Exemplary amorphous solid dispersions are formed by solvent evaporation methods such as spray drying (SD). The amorphous solid dispersion is present in the form of a spray dried powder as formed, or for example to reduce the particle size and/or for example granules, capsules, pellets, tablets, films, medical or dental implants, It can be further processed to form a product in the form of a dispersion of ASD in a liquid medium, or an injectable product formulated for intravenous infusion into a human or non-human animal.

1 illustrates a method of forming an amorphous solid dispersion. The method starts at S100.

In S102, PAA is supplied. This may include forming a PAA having a molecular weight and/or Brookfield viscosity as discussed above, or obtaining a preformed PAA. The PAA may be dissolved in a solvent or mixture of solvents in which the API is soluble.

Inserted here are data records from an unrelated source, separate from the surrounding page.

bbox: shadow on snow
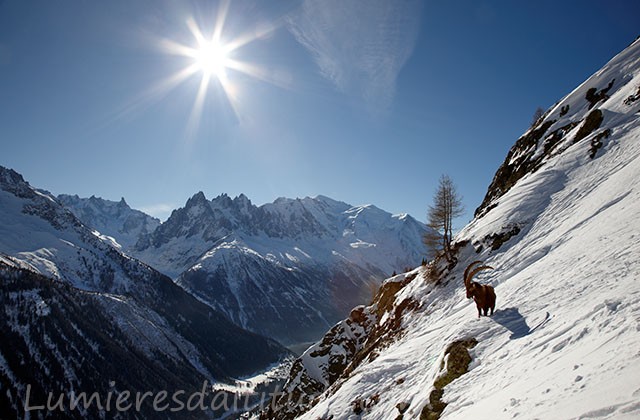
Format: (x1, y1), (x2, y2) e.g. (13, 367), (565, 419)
(491, 308), (550, 340)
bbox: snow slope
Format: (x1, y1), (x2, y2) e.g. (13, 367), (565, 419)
(268, 40), (640, 419)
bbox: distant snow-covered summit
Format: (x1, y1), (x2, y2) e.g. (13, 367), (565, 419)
(263, 39), (640, 420)
(131, 192), (426, 343)
(57, 194), (160, 251)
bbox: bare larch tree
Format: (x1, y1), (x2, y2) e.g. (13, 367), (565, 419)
(423, 175), (464, 262)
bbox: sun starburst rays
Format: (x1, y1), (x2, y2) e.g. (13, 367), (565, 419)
(116, 0), (288, 140)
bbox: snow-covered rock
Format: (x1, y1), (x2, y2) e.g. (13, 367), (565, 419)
(132, 192), (425, 344)
(263, 40), (640, 419)
(0, 167), (288, 418)
(57, 194), (160, 252)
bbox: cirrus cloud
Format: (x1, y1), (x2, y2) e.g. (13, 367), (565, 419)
(287, 0), (421, 113)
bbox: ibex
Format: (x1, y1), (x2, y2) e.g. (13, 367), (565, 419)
(464, 261), (496, 318)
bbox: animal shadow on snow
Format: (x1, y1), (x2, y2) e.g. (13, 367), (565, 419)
(491, 308), (550, 340)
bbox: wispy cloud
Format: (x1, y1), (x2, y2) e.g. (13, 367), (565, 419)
(287, 0), (421, 113)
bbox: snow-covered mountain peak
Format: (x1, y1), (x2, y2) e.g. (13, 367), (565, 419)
(57, 194), (160, 251)
(265, 35), (640, 419)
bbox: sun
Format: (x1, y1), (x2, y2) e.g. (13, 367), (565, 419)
(193, 40), (230, 81)
(148, 0), (282, 138)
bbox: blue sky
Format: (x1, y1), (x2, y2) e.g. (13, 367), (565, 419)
(0, 0), (640, 227)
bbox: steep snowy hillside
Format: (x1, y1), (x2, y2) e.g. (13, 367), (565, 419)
(263, 40), (640, 419)
(57, 194), (160, 252)
(133, 192), (425, 344)
(0, 167), (287, 417)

In S104, the PAA and API are combined in a suitable organic solvent system, such as a single solvent or solvent mixture, to form a liquid dispersion such as a solution, colloidal mixture or suspension.

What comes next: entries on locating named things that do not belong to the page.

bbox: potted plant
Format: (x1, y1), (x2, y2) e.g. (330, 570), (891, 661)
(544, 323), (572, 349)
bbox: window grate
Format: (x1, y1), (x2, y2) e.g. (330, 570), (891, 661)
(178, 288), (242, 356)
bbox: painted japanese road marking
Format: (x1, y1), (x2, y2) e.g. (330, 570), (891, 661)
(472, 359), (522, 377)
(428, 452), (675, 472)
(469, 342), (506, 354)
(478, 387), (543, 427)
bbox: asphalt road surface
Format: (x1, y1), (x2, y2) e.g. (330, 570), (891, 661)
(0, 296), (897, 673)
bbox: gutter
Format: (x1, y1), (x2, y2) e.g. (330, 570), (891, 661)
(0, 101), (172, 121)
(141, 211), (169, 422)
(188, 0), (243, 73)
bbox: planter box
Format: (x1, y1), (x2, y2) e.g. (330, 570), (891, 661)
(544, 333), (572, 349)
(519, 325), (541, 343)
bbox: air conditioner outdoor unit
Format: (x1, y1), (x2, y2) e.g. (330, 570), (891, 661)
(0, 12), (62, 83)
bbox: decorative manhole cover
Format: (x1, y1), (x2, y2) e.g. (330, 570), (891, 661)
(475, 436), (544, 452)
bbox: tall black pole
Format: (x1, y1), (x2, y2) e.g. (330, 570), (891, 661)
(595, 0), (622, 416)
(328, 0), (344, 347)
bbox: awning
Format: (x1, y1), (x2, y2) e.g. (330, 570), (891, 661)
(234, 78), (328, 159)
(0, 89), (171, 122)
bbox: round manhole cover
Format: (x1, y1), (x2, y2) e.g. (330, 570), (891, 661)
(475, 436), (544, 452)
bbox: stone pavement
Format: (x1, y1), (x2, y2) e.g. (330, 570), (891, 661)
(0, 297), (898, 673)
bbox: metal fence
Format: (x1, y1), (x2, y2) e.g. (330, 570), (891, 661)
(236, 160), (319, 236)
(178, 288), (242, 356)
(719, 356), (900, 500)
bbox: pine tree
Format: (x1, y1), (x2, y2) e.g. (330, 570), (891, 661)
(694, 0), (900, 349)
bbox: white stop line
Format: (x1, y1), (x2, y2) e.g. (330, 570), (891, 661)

In S106, a liquid dispersion containing the PAA polymer, API and solvent is formed into ASD particles via spray drying or other solvent evaporation method.

In S108, a product including the ASD formed as described above may be manufactured. This may include one or more of comminution, compression into tablets, addition of excipients and/or adjuvants, encapsulation of the ASD with a shell (e.g., a substance having a different solubility than the ASD in water or gastric acid), combinations thereof, and the like. can

The method ends at S110.

Preparation of PAA

Linear PAA polymers can be formed in solution without the addition of crosslinking agents. The resulting linear PAA may be in the form of a powder.

There are various methods of forming linear PAAs that can be used to form high molecular weight PAAs. PAA can be synthesized in a pharmaceutically acceptable solvent system in which the starting material (eg, acrylic acid monomer) is soluble. In one embodiment, the solvent is an organic solvent or a mixture of organic solvents. Examples of organic solvents are ethyl acetate (EA) alone or in combination with a cosolvent such as a mixture of cyclohexane and ethyl acetate. The mixture of ethyl acetate and cyclohexane is referred to herein as CO. The weight ratio of ethyl acetate:cyclohexane in the CO mixture can be from 30:70 to 100:0. A dispersion (eg, a solution) containing a monomer and a solvent may be substantially free of water (non-aqueous). This means that the solution comprises up to 10% by weight of water, or up to 5% by weight of water, or up to 2% by weight of water, or 0% by weight of water added.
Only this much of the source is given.